Git Cheat Sheet and Workflow18 Nov 2015
I’m fairly new to using Git, so I’m constantly Googling how to do things. This post is more about documenting the steps for myself, but I hope others are able to benefit from this as well.
New Feature Workflow
When adding a new feature, or making any non-trivial change, do your work in a new branch!
# Create new branch from master git checkout -b new_feature master
Do some work, add some files and remember to commit often!
git add <file> git commit -m "Adding new stuff that will do something cool"
While working on your new feature, it’s a good practice to run a rebase and pull in any changes that have been made to the master branch. This allows you to take care of merge conflicts sooner rather than waiting to fix them when you try to merge the branch.
#Rebase branch git rebase -i master
When your new feature is ready to be shared with others, push it to Github so others can contribute.
##Push Branch to Github and issue pull request git push -u origin new_feature
Now you can issue a pull request from Github. It’s always good to have peer review. When your request has been approved you can merge the branch to Master (or another branch). If you’re done with the feature, you can delete your branch from the Github UI. You can also delete a local branch this way:
# Delete new-feature branch git branch -d new_feature
Git Pull Alias
A nice shortcut to pull and rebase. Run this before pushing your changes to avoid merge conflicts.

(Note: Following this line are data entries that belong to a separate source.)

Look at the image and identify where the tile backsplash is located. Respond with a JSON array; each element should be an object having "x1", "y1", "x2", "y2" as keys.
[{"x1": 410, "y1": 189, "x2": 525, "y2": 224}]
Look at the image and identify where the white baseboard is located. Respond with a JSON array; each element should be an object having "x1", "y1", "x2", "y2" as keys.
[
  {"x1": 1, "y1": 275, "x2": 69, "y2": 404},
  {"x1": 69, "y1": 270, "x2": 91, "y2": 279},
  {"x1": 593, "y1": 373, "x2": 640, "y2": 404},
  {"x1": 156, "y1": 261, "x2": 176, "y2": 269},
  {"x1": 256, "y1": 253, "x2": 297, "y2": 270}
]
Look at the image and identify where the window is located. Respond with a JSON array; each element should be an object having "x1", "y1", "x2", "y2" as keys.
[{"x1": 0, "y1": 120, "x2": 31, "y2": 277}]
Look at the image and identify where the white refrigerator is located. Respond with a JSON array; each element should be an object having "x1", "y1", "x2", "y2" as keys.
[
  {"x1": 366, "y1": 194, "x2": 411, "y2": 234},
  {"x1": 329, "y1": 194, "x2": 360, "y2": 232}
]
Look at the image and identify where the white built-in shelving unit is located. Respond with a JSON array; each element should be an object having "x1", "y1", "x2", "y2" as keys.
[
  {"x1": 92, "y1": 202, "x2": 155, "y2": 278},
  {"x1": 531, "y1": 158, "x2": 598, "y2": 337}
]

alias gitpull="git pull --rebase"
I often forget to add a .gitignore file when creating a repository. After I notice that there are files in the repo that I don’t want or need I then need to add the .gitignore file, but this does not remove the exising file from the git repo. To clean up these files you need to remove it from the index. Run the following command, then commit your changes to stop tracking the files listed in .gitignore.
git rm --cached <file>
Eventually you’ll make a mistake and think you’ve lost all of your work. The nice thing about Git is that there’s almost always some way to get your commited work back. If you’re in that situation you can use
git reflog to get a list of all commits. To get back to a specific commit grab the SHA from reflog and use
git merge to pull the changes back in.